You are here : 3-RX.com > Medical Encyclopedia > Injuries and Wounds > Abuse of Spouse OR Partner
      Category : Health Centers > Abuse and Violence

Abuse of Spouse OR Partner

Alternate Names : Domestic Abuse

Overview, Causes, & Risk Factors | Symptoms & Signs | Diagnosis & Tests | Prevention & Expectations | Treatment & Monitoring

Abuse of spouse or partner occurs when one partner attempts to harm the other in a relationship in which the two people are dating, married, or living together. A recent study of girls in 9th through 12th grade found that one out of five girls was physically and/or sexually abused by a dating partner.

Abuse can take different forms, for example:

  • Emotional abuse. In this type of abuse, the abuser might make angry remarks in private or public that cause the victim to feel worthless and ashamed.
  • Physical abuse. This type of abuse can include hitting, slapping, punching, or beating.
  • Sexual abuse. This type of abuse can mean forcing a partner to have sex against his or her will. It can also include making a partner do sexual acts that he or she finds degrading. Forcing a woman to risk pregnancy or sexually transmitted disease is another form of sexual abuse.
  • What are the causes and risks of the injury?
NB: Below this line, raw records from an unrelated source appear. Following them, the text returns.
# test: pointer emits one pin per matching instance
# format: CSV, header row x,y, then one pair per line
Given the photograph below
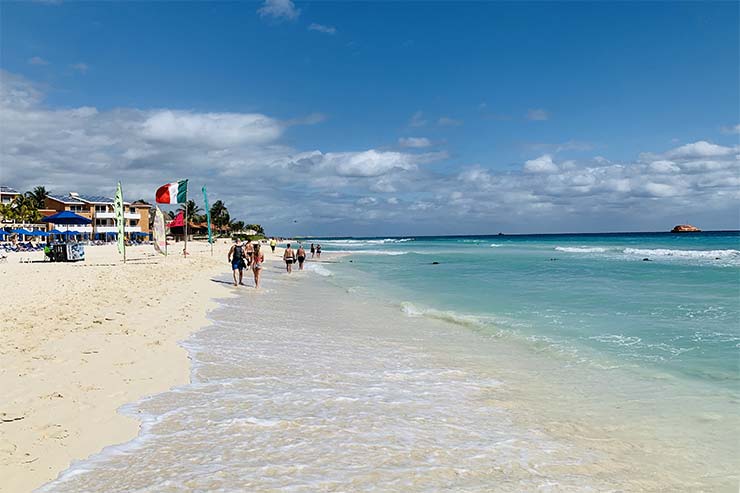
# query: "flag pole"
x,y
185,251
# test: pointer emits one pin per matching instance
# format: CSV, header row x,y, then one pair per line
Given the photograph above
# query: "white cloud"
x,y
367,201
538,115
446,121
322,28
37,60
214,129
279,10
81,67
700,149
241,157
417,119
370,163
542,164
414,142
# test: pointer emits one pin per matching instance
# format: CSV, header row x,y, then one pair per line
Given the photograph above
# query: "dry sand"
x,y
82,339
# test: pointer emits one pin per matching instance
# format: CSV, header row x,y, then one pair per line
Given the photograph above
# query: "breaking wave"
x,y
581,249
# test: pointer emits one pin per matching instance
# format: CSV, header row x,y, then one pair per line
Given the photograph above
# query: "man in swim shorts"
x,y
236,259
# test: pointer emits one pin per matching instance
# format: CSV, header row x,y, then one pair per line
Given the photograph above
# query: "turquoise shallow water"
x,y
591,298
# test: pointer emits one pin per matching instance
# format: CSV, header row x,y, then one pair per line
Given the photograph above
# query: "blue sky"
x,y
374,118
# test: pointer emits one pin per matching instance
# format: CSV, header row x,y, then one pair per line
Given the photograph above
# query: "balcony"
x,y
114,229
112,215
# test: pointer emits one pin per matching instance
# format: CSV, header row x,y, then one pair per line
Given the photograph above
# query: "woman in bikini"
x,y
289,258
301,256
257,259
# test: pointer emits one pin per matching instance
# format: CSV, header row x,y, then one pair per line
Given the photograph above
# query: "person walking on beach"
x,y
257,259
236,259
250,252
289,258
301,256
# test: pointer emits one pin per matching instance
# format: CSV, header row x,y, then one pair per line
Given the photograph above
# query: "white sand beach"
x,y
82,339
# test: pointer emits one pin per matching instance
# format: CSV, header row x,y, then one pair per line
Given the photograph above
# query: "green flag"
x,y
208,215
120,220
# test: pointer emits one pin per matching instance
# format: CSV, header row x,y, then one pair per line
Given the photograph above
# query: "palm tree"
x,y
23,209
38,195
220,214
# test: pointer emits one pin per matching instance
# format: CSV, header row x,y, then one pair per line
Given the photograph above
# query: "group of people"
x,y
247,255
298,256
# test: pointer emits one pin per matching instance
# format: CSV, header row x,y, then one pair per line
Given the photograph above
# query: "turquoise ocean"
x,y
552,363
653,302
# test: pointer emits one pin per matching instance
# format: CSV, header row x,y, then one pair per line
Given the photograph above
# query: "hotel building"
x,y
100,211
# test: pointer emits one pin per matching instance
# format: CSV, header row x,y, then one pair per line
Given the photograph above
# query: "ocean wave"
x,y
384,241
371,252
582,249
728,257
448,316
687,254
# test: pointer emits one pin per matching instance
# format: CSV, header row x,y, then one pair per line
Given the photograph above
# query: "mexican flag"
x,y
173,193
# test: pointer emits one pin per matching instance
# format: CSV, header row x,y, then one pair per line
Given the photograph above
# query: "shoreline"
x,y
312,351
85,339
517,395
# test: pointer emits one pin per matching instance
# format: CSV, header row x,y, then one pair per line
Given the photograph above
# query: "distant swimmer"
x,y
257,260
236,259
289,258
301,256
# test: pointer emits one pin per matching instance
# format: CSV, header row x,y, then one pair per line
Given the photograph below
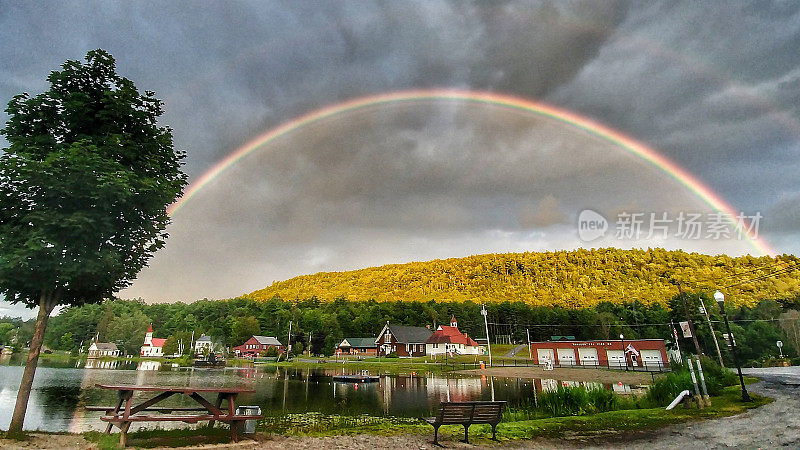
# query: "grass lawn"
x,y
573,427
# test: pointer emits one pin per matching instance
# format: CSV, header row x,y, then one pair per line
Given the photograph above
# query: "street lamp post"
x,y
720,298
485,314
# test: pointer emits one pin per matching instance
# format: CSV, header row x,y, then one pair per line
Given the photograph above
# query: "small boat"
x,y
211,362
356,378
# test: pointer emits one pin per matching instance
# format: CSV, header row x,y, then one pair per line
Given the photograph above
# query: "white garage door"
x,y
544,355
651,358
615,358
588,356
566,356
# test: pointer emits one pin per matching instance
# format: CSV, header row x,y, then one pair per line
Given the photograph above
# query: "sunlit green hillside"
x,y
574,279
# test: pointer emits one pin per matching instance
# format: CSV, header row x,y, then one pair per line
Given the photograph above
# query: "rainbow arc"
x,y
623,141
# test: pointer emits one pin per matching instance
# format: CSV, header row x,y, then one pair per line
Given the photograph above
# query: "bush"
x,y
665,389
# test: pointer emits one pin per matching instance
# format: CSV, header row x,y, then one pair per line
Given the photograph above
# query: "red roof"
x,y
450,335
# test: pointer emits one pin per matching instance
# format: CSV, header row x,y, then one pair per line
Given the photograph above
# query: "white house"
x,y
203,344
103,349
153,347
449,340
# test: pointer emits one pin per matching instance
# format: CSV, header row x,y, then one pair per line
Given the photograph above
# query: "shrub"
x,y
565,401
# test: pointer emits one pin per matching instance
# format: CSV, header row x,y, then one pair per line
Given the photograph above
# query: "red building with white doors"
x,y
647,353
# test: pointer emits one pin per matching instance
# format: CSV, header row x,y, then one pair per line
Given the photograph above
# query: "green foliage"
x,y
565,401
569,279
85,181
243,329
666,388
128,331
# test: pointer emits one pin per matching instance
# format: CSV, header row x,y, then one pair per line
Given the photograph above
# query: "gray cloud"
x,y
715,87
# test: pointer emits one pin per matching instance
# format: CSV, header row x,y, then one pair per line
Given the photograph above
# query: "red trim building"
x,y
257,344
402,340
649,353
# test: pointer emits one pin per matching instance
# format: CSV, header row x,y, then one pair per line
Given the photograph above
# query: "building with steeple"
x,y
448,340
152,347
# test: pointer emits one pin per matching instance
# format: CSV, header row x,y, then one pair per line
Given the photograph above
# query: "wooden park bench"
x,y
466,414
125,413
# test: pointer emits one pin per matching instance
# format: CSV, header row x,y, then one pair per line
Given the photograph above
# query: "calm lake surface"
x,y
61,393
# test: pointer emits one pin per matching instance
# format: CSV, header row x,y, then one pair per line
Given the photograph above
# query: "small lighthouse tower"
x,y
148,337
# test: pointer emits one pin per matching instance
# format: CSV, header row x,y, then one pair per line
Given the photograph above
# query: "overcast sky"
x,y
714,86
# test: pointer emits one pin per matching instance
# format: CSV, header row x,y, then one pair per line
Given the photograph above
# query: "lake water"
x,y
61,393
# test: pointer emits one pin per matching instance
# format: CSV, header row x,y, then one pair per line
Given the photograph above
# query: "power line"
x,y
777,272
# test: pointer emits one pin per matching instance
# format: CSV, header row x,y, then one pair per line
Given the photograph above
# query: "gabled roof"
x,y
407,335
268,340
359,342
450,335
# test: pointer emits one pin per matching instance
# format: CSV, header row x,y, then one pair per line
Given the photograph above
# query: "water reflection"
x,y
61,393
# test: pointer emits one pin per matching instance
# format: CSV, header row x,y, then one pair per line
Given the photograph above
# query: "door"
x,y
588,356
566,356
615,358
651,358
544,355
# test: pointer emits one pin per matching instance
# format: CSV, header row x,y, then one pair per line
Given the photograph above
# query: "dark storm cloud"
x,y
716,87
228,71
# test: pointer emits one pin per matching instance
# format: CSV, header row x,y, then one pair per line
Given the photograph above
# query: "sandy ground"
x,y
566,374
774,425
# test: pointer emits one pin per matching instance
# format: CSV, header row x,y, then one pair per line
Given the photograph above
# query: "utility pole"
x,y
289,340
528,332
688,317
486,322
711,329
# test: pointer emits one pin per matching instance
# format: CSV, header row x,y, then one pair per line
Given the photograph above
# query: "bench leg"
x,y
123,434
116,410
235,424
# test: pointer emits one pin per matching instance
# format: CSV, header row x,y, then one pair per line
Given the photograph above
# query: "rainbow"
x,y
625,142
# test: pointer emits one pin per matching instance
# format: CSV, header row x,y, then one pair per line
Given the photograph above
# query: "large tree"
x,y
84,186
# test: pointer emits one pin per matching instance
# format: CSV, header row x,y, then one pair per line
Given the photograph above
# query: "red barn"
x,y
257,344
648,353
402,340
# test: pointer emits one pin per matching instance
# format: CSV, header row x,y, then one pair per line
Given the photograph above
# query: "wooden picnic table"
x,y
125,412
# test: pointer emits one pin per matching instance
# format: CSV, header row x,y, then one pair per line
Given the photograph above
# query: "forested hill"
x,y
574,279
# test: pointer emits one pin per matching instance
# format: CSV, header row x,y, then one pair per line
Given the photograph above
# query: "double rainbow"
x,y
628,144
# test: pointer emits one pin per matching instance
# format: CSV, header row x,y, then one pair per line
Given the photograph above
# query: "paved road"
x,y
774,425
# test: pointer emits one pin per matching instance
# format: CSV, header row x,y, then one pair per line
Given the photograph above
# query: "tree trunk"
x,y
47,302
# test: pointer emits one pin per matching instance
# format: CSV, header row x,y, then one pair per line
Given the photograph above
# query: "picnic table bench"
x,y
466,414
125,412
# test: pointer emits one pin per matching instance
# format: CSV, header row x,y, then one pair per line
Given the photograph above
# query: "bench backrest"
x,y
470,412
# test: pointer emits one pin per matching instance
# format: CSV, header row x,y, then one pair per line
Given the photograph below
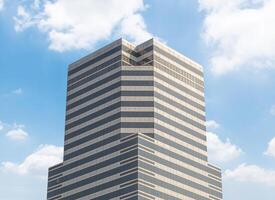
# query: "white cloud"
x,y
212,124
220,151
17,134
18,91
37,163
81,24
251,173
272,110
1,4
241,33
271,148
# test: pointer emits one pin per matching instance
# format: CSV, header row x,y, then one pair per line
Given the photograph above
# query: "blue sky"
x,y
234,41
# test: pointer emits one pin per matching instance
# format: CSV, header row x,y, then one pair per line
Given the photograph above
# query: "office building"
x,y
135,128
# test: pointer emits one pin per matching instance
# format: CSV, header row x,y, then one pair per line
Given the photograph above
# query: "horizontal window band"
x,y
179,96
92,147
93,105
93,115
179,179
92,136
128,149
92,126
177,60
53,188
156,193
177,167
128,183
108,79
180,126
129,171
55,198
95,156
180,147
95,167
180,136
172,187
137,53
93,70
136,73
92,76
172,154
179,86
179,106
128,195
55,166
96,59
105,90
179,77
93,96
97,178
180,116
110,118
211,197
93,86
137,125
54,177
109,195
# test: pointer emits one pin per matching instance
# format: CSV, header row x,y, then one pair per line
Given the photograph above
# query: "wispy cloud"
x,y
241,34
212,124
14,131
37,163
81,24
251,173
271,148
17,133
221,151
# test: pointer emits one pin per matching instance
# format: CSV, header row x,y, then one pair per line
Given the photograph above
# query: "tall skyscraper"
x,y
135,128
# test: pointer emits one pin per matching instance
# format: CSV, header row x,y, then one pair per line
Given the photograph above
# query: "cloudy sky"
x,y
233,39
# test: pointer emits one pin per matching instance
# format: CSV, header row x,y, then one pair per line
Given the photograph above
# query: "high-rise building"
x,y
135,128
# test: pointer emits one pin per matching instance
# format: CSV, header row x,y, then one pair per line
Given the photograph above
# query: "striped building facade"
x,y
135,128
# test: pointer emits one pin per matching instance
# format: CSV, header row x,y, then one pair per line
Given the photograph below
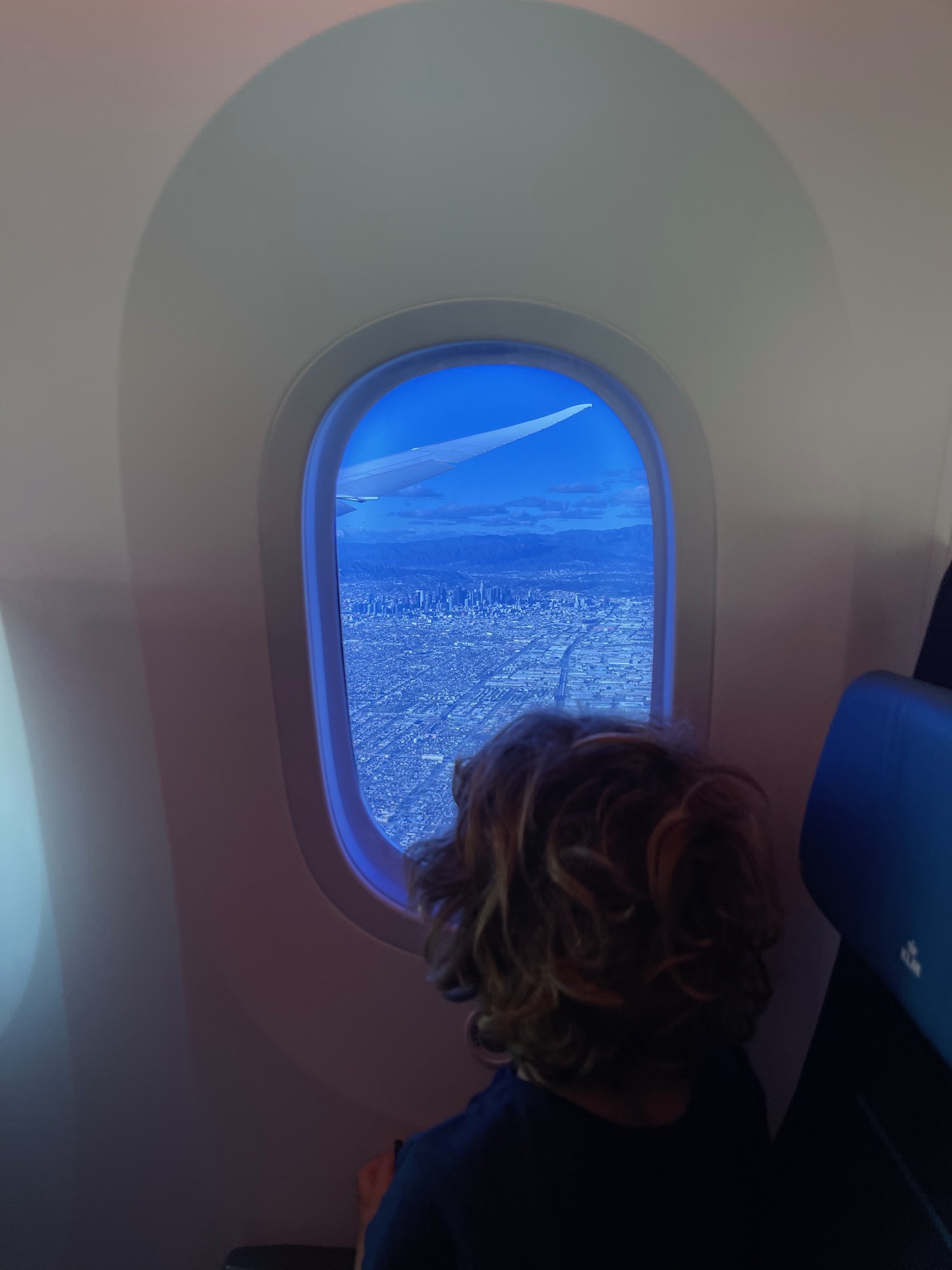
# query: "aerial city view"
x,y
494,556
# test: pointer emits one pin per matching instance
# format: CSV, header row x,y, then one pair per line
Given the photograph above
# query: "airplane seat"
x,y
935,665
864,1158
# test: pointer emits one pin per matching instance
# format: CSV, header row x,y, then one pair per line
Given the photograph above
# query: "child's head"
x,y
606,892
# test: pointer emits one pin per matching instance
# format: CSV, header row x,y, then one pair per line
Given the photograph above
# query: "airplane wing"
x,y
364,482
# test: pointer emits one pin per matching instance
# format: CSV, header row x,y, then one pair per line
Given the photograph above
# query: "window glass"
x,y
494,554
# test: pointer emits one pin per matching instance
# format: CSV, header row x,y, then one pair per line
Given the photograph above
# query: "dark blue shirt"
x,y
527,1179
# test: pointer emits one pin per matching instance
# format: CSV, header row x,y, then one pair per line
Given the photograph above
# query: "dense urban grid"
x,y
437,669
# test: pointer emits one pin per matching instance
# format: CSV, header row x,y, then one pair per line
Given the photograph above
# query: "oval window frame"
x,y
356,866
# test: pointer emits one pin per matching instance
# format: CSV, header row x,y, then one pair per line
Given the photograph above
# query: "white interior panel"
x,y
758,196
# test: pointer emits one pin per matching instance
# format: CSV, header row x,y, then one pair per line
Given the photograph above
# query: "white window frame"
x,y
356,864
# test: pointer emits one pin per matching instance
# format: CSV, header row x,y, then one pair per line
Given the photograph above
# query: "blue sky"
x,y
583,473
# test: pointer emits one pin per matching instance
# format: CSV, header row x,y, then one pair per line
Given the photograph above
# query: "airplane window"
x,y
496,553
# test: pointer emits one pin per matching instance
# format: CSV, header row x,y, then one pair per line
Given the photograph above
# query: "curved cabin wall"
x,y
425,154
803,304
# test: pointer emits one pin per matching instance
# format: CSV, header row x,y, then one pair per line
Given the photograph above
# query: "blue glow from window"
x,y
22,867
521,577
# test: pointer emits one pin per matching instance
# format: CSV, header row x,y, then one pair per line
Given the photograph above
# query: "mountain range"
x,y
578,551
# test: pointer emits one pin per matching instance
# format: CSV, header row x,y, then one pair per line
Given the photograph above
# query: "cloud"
x,y
543,505
455,512
638,496
578,514
416,492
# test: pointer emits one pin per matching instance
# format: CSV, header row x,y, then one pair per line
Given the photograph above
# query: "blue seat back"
x,y
876,849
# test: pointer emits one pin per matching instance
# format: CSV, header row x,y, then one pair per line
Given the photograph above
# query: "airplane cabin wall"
x,y
177,1062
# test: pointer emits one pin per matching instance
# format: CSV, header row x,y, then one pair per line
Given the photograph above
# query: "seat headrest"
x,y
876,849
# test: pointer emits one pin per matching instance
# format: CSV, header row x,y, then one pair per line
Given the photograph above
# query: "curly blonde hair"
x,y
607,895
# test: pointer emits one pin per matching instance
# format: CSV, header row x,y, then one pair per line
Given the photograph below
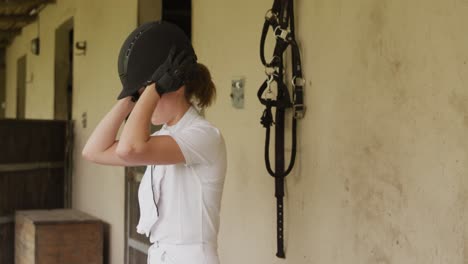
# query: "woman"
x,y
180,193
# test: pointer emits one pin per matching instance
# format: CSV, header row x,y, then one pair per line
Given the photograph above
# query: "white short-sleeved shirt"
x,y
188,196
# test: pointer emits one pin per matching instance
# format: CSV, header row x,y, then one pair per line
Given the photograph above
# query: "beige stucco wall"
x,y
382,151
383,148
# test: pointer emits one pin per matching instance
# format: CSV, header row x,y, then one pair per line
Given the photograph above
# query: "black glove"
x,y
135,96
171,74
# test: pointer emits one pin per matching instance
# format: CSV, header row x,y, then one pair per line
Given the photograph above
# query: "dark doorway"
x,y
21,87
64,71
180,13
2,83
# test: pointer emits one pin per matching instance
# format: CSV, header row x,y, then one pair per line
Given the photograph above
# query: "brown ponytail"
x,y
199,87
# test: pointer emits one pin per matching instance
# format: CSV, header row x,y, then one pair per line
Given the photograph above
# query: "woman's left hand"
x,y
170,75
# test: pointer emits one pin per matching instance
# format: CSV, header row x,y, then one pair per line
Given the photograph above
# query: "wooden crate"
x,y
58,236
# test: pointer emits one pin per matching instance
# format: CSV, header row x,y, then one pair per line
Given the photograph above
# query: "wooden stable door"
x,y
34,172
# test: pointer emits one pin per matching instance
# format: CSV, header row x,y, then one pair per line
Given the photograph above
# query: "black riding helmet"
x,y
145,49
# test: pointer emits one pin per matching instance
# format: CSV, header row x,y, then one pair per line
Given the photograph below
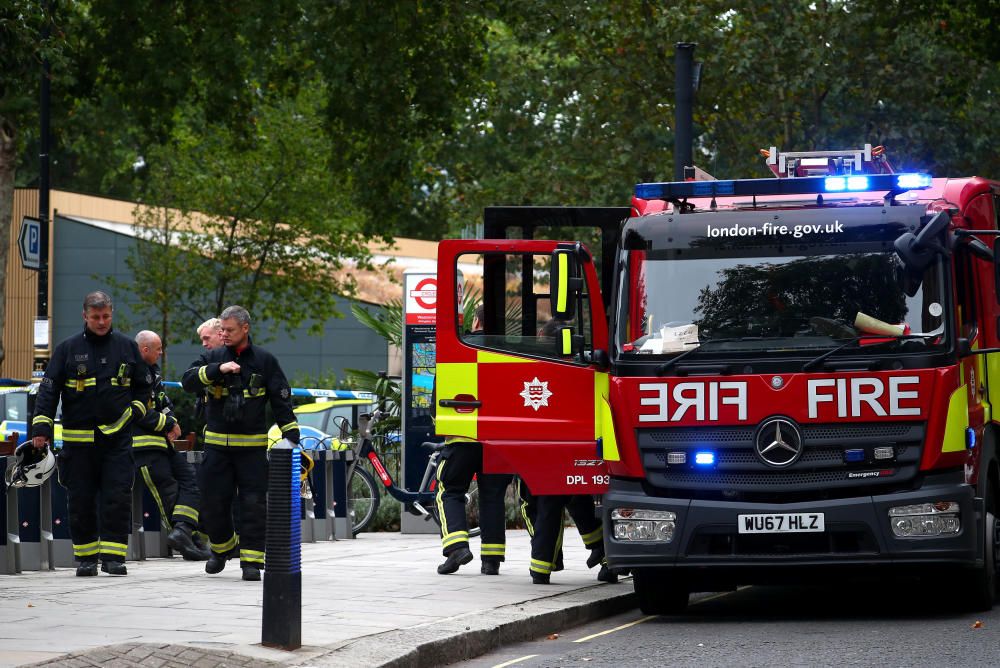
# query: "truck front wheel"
x,y
659,593
979,588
    Spousal abuse happens to people of all religions, ethnic origins, and income levels. It happens in both man-woman and same-sex relationships. Women are the victims of domestic violence in 9 out of 10 cases, most often when they are between the ages of 19 and 29.

    Recent studies show a man is more likely to abuse his spouse or partner if he has been violent in the past. A partnership also has a higher chance of becoming violent if one or more of the following risk factors are present.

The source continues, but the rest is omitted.